We retrieve and convert the files

In [None]:
for file in morfs_files:
    data = urlopen(src_url + morfs_folder + file).read().decode('latin-1')
    open(dest_folder + morfs_folder + file, 'w', encoding='utf-8').write(data)

### `tags`

We do the same thing for `tags`. The folder:

In [None]:
if not exists(dest_folder + tags_folder):
    mkdir(dest_folder + tags_folder)

And the files

In [None]:
for file in tags_files:
    data = urlopen(src_url + tags_folder + file).read().decode('latin-1')
    open(dest_folder + tags_folder + file, 'w', encoding='utf-8').write(data)

### `words`

Finally `words`. The folder :

In [None]:
if not exists(dest_folder + words_folder):
    mkdir(dest_folder + words_folder)

And the files

In [None]:
for file in words_files:
    data = urlopen(src_url + words_folder + file).read().decode('latin-1')
    open(dest_folder + words_folder + file, 'w', encoding='utf-8').write(data)

## Correcting the encoding

Two files in the `words` folder, `cw` and `cwtl`, contain spurious codes corresponding to the bell command `\a`. We remove them as they are not translated in the UTF-8 file and result in a null string.
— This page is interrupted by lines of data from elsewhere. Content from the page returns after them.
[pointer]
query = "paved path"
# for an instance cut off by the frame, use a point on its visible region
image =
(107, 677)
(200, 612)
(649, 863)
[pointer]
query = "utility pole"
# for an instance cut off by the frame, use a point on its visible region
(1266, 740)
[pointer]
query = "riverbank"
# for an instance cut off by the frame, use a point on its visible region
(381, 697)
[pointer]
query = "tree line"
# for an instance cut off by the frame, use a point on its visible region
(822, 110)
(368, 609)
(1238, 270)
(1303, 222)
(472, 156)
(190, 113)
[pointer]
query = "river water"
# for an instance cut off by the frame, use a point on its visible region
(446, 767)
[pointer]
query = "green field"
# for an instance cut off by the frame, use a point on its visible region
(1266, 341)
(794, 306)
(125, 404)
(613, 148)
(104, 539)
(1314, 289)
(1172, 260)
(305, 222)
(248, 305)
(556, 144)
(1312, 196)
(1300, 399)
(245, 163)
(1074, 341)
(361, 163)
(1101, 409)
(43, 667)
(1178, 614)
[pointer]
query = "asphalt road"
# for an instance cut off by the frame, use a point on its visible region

This is the new loop that discards lines with words only consisting of such control characters.

In [None]:
for file in words_problematic_files:
    data = urlopen(src_url + words_folder + file).read().decode('latin-1')
    lines = re.split('[\r\n]+', data)
    lines = [line for line in lines 
             if len(re.split('\t+', line)) > 1 
             and not re.match('\\a$', 
                          re.split('\t+', line)[1])]
    data = '\n'.join(lines)
    open(dest_folder + words_folder + file, 'w', encoding='utf-8').write(data)